With the passage of a couple more weeks and a bit more new snow since the last acute avalanche cycle the near surface slab in the snowpack (where it still remained) had consolidated some and avalanche activity became more sporadic, though still severe. Most of the ski areas in the region continued to use explosives and had mixed results and some terrain was opened which allowed for some reasonably good skiing. A few days after control work and the opening one large piece of terrain on Mt. Hamilton, Craigieburn ski area had a very large natural avalanche there, fortunately missing any skiers. It was a puzzling event and left everyone in the area struggling for any understanding. As with this slide and several others, which ran around this time, reports were made of a large crack and boom type sound when the slopes failed at the start of the slide. Slides had started breaking below the rain crust more than not and the sound was the crust breaking and reverberating across the mountainside. The crust seemed to have made it harder for slides to be triggered but when triggered the crust help link together larger pieces of terrain than normal causing some exceptional events.
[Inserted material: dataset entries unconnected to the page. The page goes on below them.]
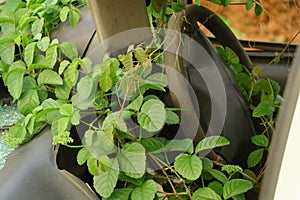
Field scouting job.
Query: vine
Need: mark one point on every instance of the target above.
(122, 94)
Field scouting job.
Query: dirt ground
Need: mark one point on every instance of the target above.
(279, 22)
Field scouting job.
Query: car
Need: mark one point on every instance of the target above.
(37, 170)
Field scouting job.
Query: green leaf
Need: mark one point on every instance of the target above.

Another couple weeks past and a mild spring storm affected the area with lots of rain and mild temperatures. Avalanches became widespread with a mix of point releases and slabs breaking at the ground in a sloppy mess. At Olympus we even had one slide break into previously skier compacted (surface snow) ski terrain, effectively removing moguls and leaving only dirt and rock behind. By the time it cooled off again winter was gone and so was the season.

This year here in Utah lets hope it does pan out like NZ ‘07 but we have a similar recipe early. Currently we have a weak snowpack capped with a crust and a little snow on top. It’s too far into the season for all the snow to melt on the protected aspects to start over and the snow is too shallow to gain any strength. This isn’t the first time we have seen a set-up like this here in the Wasatch, in fact several seasons have been similar. Per-say, variable weather isn’t unusual here in the early season. It seems like even in dry years, though, we still get enough snow to work past early season troubles eventually, but who knows. Rain crusts are a trouble spot; they encourage facet/weak snow development and do so quite persistently due to their durability and resistance to metamorphose. Crusts add slab integrity, for better or worse and can also act as a profound sliding surface allowing avalanches to run quite far.
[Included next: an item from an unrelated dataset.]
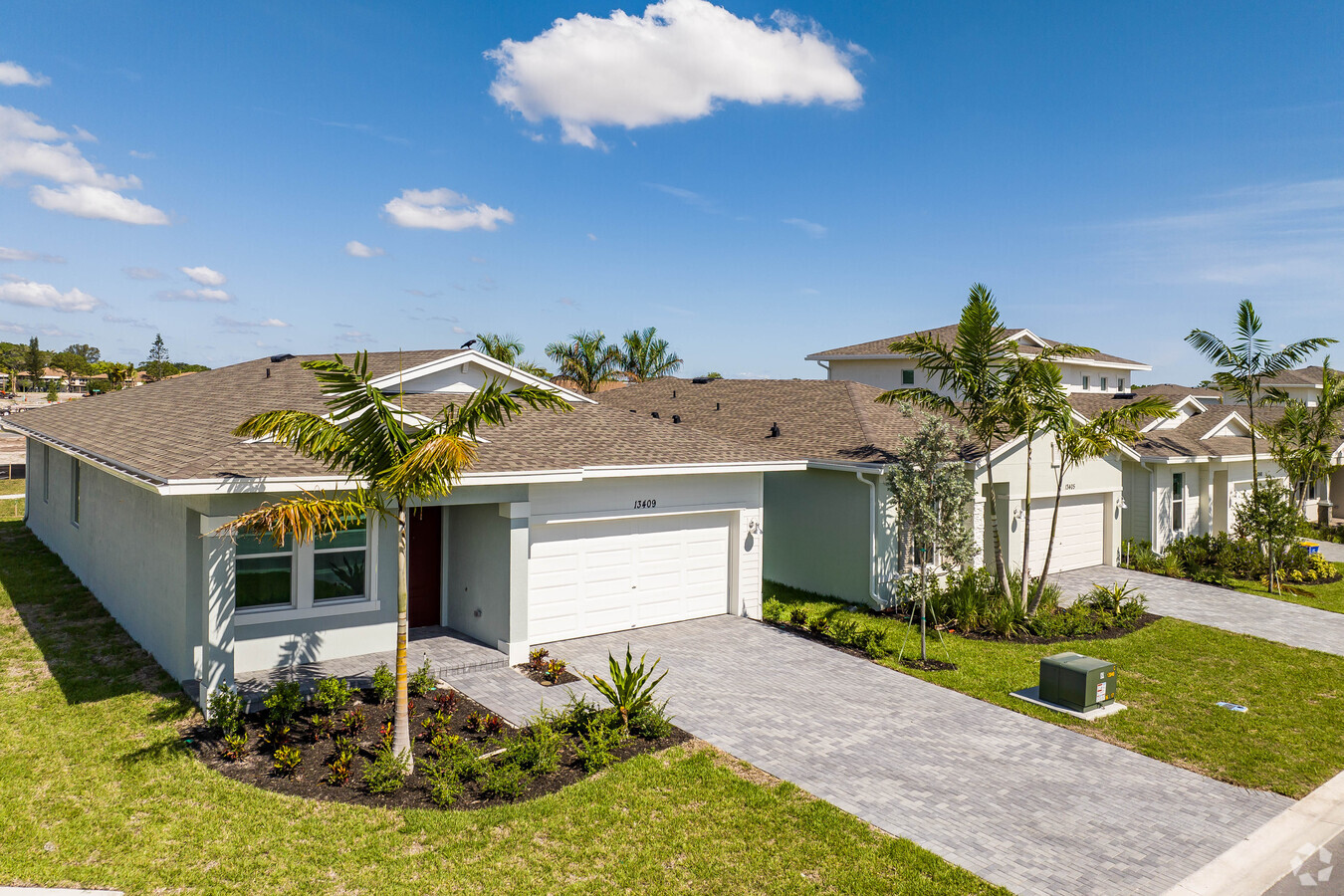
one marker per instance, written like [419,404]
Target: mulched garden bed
[256,768]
So what do we need now to fix our troubled snowpack? Lots of snow, but that’s a somewhat optimistic wish. In the short term there would be some profound instability with a few big storms but we do need to reverse the adverse temperature gradient currently at work in the snowpack and start the healing process. It’s likely that it will snow but it would be best if we get lots of snow quickly to stress test the snowpack, then have it keep snowing to bridge out the instability until eventually the weaknesses dissipates under more favorable conditions. Even under the best case scenario I think it is unlikely that we will have a deep stable snowpack before late January this season. This doesn’t necessarily mean we won’t have good surface snow quality for skiing before then though. I think it is actually fairly likely that we will still have very good skiing on lower angled slopes in the early and mid winter as long as it snows even a modest amount. Our Wasatch snowpack is setting up to be an exciting one, filled with ample opportunities for learning! Lets hope it’s a better winter this season here than it was in New Zealand in 2007. Pray for snow!